[SciPy-User] [SciPy-user] Covariance matrix
Wed Feb 15 10:42:30 CST 2012
On Wed, Feb 15, 2012 at 8:36 AM, suzana8447 <firstname.lastname@example.org> wrote:
> Thanks all for your help.
> What I have understood is that I get what so called the cov_x from least
> square root fit and then multipy this matrix by the error variance.
> I have two more questions.
> 1) What is meant by the error variance? How one can extract it?
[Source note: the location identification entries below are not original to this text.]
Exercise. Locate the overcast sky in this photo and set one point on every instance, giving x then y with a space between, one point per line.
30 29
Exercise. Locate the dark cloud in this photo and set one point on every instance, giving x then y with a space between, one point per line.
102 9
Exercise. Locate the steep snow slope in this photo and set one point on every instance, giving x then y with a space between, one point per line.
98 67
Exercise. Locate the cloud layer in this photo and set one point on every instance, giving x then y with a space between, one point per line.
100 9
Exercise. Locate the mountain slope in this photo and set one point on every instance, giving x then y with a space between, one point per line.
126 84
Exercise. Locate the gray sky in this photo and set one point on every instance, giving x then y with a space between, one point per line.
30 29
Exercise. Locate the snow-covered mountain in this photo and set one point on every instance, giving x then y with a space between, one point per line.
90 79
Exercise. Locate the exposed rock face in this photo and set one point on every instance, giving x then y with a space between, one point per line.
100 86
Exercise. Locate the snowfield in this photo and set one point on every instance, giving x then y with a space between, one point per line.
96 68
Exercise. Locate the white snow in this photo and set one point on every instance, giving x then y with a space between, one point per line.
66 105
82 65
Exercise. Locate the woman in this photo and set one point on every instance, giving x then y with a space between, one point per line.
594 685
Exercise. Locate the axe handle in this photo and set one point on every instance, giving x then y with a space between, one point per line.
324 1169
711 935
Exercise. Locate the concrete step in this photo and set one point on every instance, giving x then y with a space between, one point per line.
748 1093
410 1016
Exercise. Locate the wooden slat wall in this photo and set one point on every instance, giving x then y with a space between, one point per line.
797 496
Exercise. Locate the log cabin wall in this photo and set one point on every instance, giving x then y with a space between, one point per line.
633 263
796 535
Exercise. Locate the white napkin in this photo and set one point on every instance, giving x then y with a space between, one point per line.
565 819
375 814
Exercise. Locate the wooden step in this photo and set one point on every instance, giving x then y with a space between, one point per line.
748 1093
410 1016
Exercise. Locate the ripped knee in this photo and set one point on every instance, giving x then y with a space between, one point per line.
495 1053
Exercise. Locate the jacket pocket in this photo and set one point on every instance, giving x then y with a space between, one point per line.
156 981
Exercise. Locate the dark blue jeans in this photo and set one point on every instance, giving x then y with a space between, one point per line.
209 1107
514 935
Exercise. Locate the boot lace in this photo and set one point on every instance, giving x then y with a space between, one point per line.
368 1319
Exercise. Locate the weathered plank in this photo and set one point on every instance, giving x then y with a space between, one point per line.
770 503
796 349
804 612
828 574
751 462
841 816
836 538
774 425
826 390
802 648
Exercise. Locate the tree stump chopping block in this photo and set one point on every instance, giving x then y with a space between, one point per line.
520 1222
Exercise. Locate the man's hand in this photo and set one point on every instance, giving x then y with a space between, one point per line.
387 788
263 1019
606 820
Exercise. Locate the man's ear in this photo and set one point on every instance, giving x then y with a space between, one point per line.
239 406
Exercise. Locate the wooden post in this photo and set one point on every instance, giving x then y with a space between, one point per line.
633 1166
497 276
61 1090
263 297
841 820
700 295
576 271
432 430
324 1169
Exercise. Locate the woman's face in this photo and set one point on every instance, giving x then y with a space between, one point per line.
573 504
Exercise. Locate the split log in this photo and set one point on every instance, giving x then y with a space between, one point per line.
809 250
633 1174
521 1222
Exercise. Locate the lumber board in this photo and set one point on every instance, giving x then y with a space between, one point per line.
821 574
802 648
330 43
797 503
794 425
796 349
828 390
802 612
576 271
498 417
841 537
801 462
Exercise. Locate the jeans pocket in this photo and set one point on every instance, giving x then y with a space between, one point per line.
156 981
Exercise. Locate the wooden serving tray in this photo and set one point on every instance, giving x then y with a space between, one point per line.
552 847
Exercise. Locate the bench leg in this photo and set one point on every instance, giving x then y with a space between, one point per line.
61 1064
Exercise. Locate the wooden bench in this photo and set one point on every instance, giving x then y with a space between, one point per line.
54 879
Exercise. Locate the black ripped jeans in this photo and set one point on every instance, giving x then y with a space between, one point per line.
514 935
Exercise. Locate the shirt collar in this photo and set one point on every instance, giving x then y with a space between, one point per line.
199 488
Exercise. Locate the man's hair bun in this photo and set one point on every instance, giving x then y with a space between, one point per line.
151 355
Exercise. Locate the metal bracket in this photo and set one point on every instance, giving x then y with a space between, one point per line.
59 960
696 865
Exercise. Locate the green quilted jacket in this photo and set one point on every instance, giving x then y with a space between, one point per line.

> 2) Do you mean by ||err||= func-data?
(func-data).sum() / (n-k)
squared sum of it an divided by number of observations minus number of
parameters, as Chuck mentioned
source of curve_fit is useful
IIRC, infodict 'fvec' returns the squared error sum
> Thanks in advance.
> Charles R Harris wrote:
>> On Mon, Feb 13, 2012 at 8:56 AM, <email@example.com> wrote:
>>> On Sat, Feb 11, 2012 at 7:39 PM, Kevin Gullikson
>>> <firstname.lastname@example.org> wrote:
>>> > Use full_output=True when you call leastq, and you will get a matrix
>>> > other things). If you multiply that matrix by the standard deviation of
>>> > residuals, it will be the covariance matrix.
>>> As Charles pointed out, multiply by the error variance not the
>>> standard deviation. Docstring is wrong in this.
>> Even more precisely, multiply by ||err||^2/(n - dof), since it is possible
>> that the error has an offset unless the model can perfectly fit a
>> If this actually makes a difference, the model is inadequate, but the
>> variance estimate might be useful if you are using something like the
>> Akaike information criterion to choose the number of parameters.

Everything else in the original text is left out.